The Year 2012 in Review


25/12/2012

Illustration by Sabīne Moore 

Mārtiņš Vanags, writer for Rīgas Laiks magazine, Latvia
Holy Motors by Leos Carax and, to a lesser extent, Pēdējā tempļa hronikas (Chronicles of the Last Temple), by Dāvis Sīmanis.

Christian Andersson, artist, Sweden
Hmm, tricky, it wasn't really a film year for me. British TV series Black Mirror had its moments for sure. The surrealistic highlight might have been watching Beyond the black rainbow with a severe fever in a small room in Basel. That one came too close...

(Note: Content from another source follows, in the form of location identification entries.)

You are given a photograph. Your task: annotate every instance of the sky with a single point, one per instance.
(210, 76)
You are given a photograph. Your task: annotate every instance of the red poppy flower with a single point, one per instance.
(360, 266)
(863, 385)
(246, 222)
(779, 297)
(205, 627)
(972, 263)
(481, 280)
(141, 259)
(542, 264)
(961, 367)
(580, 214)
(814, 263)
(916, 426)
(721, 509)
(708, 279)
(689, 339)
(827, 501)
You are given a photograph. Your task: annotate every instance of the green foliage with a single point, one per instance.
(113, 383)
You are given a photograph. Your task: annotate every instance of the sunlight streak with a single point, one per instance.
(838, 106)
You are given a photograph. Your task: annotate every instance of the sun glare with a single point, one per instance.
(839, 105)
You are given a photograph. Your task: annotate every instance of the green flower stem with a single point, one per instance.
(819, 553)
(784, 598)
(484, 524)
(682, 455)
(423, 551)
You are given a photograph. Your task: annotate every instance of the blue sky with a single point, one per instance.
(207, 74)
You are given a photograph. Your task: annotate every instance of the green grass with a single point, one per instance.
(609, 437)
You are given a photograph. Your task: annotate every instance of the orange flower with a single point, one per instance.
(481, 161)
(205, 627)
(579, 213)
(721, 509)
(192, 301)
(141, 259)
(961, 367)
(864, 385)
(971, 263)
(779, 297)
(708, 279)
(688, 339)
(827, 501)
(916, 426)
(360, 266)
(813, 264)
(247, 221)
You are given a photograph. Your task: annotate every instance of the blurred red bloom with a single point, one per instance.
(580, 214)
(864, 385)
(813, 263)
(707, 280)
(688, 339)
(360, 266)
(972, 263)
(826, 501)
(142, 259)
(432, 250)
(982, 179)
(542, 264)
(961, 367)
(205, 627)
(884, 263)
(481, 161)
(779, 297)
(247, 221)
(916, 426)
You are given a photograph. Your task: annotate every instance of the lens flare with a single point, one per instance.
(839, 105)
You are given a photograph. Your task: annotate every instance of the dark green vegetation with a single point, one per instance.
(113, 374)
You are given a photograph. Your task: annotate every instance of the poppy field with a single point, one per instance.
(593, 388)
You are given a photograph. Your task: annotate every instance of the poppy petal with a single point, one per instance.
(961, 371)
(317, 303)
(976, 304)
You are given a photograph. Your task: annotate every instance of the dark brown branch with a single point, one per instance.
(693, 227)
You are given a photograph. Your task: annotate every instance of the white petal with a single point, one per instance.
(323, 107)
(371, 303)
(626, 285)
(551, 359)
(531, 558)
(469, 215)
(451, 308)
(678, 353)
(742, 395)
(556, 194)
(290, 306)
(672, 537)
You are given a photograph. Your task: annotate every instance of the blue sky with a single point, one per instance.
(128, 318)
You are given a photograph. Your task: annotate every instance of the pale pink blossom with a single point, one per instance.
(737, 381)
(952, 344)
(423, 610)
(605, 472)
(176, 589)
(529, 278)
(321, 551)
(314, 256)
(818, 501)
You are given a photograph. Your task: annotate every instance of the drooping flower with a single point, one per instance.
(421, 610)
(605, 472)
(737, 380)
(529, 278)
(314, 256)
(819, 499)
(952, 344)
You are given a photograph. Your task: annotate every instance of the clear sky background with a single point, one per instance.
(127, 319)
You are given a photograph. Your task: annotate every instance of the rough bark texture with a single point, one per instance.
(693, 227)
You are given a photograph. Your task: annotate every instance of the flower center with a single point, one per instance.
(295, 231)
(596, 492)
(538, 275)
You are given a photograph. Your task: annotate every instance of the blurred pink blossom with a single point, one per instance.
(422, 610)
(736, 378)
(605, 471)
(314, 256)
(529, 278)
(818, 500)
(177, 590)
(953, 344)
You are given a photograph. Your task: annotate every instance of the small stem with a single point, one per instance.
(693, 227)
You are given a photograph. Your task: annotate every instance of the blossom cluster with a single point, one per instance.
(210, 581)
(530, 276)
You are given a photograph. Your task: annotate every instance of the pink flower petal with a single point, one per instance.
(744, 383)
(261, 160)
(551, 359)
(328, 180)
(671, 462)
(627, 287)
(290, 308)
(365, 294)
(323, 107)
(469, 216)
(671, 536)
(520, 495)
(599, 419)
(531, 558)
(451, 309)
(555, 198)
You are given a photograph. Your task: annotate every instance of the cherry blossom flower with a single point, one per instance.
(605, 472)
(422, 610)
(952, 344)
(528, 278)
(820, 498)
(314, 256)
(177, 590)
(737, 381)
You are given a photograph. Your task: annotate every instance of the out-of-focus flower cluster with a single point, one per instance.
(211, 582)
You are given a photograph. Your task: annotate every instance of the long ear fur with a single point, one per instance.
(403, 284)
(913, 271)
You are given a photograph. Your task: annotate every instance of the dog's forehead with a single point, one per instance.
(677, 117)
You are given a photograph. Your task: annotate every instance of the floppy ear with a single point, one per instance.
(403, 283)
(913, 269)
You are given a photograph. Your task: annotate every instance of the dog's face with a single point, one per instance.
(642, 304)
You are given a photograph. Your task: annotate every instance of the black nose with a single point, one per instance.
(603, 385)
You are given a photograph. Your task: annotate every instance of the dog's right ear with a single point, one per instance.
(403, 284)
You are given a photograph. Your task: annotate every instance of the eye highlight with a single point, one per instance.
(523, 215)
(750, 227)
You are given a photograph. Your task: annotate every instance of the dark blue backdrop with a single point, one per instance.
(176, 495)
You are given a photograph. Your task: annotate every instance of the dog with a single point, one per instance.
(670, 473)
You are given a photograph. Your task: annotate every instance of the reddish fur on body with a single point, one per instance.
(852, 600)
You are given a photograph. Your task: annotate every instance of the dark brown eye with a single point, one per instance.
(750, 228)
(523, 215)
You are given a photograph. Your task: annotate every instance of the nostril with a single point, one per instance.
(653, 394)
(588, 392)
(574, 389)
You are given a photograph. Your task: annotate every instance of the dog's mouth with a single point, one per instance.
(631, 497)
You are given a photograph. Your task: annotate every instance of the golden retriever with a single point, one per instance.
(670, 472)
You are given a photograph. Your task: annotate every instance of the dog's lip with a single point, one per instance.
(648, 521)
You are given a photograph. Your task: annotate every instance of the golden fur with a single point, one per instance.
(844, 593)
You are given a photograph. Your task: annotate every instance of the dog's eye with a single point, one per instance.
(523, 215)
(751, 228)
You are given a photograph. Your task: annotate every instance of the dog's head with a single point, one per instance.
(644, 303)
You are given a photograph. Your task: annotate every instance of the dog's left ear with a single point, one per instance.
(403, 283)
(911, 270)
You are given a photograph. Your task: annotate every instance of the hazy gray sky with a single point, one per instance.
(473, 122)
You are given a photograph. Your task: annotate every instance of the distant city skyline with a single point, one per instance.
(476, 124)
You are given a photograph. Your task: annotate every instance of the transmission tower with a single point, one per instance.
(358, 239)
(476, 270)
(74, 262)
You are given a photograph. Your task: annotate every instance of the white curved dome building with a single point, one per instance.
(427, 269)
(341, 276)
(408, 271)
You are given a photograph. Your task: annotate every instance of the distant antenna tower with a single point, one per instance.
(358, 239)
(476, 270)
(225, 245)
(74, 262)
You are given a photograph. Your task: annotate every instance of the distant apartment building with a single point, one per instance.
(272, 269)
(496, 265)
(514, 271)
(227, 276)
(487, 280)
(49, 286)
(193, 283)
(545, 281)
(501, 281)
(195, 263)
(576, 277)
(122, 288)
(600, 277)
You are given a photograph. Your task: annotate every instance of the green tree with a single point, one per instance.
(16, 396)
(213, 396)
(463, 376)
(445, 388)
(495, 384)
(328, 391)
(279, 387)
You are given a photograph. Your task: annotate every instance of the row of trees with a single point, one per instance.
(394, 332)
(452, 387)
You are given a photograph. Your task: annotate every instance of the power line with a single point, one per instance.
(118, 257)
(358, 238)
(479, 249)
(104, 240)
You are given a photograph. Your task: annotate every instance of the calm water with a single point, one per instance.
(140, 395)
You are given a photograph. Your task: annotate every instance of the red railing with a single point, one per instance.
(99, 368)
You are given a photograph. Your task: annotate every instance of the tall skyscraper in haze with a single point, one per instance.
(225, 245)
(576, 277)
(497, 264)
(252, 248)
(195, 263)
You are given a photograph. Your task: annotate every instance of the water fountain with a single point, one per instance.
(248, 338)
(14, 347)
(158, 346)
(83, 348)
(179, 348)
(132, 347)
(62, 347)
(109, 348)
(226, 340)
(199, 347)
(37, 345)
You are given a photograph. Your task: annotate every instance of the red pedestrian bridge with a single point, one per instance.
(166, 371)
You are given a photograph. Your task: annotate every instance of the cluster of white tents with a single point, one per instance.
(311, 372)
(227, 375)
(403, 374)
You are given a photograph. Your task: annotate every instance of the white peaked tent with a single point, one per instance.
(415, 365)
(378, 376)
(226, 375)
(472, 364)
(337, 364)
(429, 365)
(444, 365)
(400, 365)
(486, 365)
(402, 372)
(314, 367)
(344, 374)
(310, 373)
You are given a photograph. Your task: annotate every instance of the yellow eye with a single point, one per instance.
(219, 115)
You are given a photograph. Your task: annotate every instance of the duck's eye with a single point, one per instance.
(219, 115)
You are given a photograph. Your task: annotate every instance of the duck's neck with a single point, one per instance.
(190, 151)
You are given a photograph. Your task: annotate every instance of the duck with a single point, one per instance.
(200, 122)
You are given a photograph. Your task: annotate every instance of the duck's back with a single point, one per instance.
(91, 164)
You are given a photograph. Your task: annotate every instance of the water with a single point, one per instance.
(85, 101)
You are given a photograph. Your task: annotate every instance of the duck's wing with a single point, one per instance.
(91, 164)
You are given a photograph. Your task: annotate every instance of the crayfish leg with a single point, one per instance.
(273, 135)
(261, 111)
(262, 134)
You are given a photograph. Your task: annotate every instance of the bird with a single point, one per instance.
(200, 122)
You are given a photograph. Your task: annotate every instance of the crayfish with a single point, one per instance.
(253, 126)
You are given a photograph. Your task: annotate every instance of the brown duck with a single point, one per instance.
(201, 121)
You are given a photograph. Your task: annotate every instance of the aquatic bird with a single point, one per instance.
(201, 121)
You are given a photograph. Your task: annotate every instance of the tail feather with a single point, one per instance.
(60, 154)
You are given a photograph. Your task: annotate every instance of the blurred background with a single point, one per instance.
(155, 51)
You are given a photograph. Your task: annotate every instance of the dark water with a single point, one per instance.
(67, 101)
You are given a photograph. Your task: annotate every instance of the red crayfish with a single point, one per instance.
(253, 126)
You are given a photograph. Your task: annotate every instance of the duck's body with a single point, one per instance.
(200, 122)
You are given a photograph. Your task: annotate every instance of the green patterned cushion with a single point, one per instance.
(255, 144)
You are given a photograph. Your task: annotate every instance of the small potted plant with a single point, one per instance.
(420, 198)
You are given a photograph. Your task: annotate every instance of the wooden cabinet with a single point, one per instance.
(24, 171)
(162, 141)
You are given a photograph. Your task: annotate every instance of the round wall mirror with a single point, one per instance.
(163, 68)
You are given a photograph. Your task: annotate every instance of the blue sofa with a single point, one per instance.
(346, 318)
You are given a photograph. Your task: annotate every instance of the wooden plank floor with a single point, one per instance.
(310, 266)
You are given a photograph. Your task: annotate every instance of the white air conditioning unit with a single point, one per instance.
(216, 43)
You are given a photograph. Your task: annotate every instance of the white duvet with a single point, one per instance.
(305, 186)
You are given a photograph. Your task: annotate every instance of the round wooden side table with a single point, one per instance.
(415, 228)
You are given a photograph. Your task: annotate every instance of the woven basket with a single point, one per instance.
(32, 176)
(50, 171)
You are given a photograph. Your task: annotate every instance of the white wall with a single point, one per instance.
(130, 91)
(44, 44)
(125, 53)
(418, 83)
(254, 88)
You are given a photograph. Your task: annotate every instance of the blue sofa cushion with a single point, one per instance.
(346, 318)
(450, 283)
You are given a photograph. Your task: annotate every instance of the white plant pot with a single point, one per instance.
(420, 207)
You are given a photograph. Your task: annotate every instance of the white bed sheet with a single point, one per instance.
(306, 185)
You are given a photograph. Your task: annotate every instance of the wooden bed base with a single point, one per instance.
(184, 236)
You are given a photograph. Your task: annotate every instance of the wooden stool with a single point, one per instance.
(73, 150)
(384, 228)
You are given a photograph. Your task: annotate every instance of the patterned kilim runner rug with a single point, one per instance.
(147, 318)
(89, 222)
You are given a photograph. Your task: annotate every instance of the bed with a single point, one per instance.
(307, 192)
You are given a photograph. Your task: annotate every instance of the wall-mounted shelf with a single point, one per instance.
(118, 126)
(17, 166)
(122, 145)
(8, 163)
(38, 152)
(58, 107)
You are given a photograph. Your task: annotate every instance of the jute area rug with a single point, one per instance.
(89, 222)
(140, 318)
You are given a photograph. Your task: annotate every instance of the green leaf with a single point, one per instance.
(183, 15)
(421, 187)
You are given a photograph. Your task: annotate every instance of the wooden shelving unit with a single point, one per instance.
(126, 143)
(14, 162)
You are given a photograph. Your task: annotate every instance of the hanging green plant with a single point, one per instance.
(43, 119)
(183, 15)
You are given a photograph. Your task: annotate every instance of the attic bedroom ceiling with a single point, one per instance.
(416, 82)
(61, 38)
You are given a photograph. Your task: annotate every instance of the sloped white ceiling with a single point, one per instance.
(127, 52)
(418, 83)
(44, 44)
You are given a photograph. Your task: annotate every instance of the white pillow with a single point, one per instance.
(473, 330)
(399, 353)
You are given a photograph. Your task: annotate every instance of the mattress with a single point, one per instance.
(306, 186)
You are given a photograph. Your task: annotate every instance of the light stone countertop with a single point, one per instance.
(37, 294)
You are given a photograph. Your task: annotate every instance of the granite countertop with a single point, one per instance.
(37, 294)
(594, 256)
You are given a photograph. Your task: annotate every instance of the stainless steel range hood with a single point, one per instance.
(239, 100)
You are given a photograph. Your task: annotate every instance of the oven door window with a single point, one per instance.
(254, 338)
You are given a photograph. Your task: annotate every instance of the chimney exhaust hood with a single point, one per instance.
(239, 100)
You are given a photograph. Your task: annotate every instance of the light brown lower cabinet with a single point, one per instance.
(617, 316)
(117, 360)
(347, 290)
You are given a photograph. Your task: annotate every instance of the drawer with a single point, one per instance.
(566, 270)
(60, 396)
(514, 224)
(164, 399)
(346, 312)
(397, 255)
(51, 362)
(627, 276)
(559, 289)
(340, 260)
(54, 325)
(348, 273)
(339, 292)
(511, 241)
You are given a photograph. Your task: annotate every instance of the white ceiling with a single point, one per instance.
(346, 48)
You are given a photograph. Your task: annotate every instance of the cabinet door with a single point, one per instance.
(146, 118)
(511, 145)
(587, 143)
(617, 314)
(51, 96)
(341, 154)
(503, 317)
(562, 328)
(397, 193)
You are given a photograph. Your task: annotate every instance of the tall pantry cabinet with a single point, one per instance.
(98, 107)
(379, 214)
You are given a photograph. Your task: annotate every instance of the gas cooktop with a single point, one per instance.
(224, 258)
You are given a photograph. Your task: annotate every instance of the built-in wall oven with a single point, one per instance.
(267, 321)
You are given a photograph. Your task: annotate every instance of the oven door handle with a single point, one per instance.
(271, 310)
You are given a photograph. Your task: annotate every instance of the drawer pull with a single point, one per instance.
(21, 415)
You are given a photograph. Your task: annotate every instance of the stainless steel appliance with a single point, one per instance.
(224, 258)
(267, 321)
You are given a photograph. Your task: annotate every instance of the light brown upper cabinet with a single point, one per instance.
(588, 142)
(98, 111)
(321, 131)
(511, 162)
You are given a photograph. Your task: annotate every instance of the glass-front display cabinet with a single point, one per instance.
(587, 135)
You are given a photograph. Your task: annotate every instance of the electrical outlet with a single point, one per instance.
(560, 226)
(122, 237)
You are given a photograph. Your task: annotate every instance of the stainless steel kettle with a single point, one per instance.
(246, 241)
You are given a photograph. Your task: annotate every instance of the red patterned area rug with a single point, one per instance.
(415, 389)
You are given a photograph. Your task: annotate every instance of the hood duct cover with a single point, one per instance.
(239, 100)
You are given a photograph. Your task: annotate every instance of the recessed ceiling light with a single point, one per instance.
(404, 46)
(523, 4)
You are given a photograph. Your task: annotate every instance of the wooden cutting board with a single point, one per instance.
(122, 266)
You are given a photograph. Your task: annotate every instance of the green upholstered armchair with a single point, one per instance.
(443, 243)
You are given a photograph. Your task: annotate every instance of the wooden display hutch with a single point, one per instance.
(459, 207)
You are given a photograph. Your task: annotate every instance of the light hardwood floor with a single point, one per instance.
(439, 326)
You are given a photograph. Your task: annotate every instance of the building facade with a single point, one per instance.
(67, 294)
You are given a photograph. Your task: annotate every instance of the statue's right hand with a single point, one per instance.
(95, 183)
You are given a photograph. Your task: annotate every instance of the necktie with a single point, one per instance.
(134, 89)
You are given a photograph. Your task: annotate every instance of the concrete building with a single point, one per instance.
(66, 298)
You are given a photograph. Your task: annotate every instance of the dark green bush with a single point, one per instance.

Riivo Anton, entrepreneur, advisor and investor, Estonia
1+1 – obvious.

August Künnapu, artist, Estonia
Marley by Kevin Macdonald. 

Keta Gūtmane, fashion designer, Latvia
Holy Motors by Leos Carax. 

Helēna Demakova, art historian, Latvia
The film of the year was the hour-long The Radiant, a film about the nuclear power plant tragedy in Fukushima, which was made by the British artist group Otolith Group, and shown at Kassel's Documenta (in the Kulturbahnhof area). The film can't be called a documentary; it contains all kinds of things, including a study on the subject of “things we can now do with a moving image”. I thought that this group was my own little secret since the beginning of 2011, and something which only students are taught about. I was very surprised to hear that they were nominated for the Turner Prize.

Maria Arusoo, curator and executive manager of Center for Contemporary Arts, Estonia
Paradise:Faith by Ulrich Seidl.

Vita Zaman, art director of VIENNAFAIR, Austria
Melancholia.

Olga Temnikova, owner of Temnikova & Kasela Gallery, Estonia
Rewatching Tarkovsky's Andrey Rublev at Esna Manor with some of our artists and collectors.

Marge Monko, artist, Estonia
Francoise Ozon's In the House, a provoking and captivating approach to storytelling.

Karin Laansoo, director of Estonian Contemporary Art Development Center, Estonia
Argo.

Kaspars Podnieks, artist, Latvia
Furry Vengeance (2010).

Zaiga Gaile, architect, Latvia
I was very lucky with the selection at the Baltijas Pērle film festival this year; in a short period of time, I got to see three very good films: M. Haneke's Love, U. Seidl's Paradise: Love, and S. McQueen's Shame.

Darius Miksys, artist, Lithuania
Time Together by Mark Areal Waller.

 Kaido Ole, artist, Estonia 
The Intouchables. It should be a bad movie but it wasn´t. Respect.

Kaspars Vanags, cultural theoretician, Latvia
Elena by Andrei Zvyagintsev.

Indriķis Ģelzis, artist, Latvia
Traffic (1971) by Jacques Tati.

Christina Steinbrecher-Pfandt, art director of VIENNAFAIR, Austria
Bond.

Jacob Fabricius, director of Kunsthal Charlottenborg, Denmark
Drive by Nicolas Winding Refn.

Sara Arrhenius, director of the Bonniers Konsthall, Sweden
Marina Abramovic: The Artist is Present, gives you an unusual insight in the work and thoughts of an extraordinary artist. It is very different from the conventional artist portrait and because of that it actually tells us something important about art and its making.

Ieva Iltnere, painter, Latvia
Dokumentālists (The Documentarian) (2012) by Ivars Zviedrs.

Andra Neiburga, author and director of Neiburgs hotel, Latvia
Pēdējā tempļa hronikas (Chronicles of the Last Temple) by Dāvis Sīmanis.

Krišs Salmanis, artist, Latvia
I don't remember the film, but in its place, I'll put Alfred Schnittke's concert for piano and string orchestra, with the solo by Reinis Zariņš, at the Great Guild. It made me dizzy.

Andris Vītoliņš, artist, Latvia
I have two surprises. The first is 1979's Being There. Wonderfully contemporary cinema! The second one is a documentary, The Ambassador, which I saw at the “Balle” movie theater in Liepāja. It amazingly reveals the structure of today's civilization!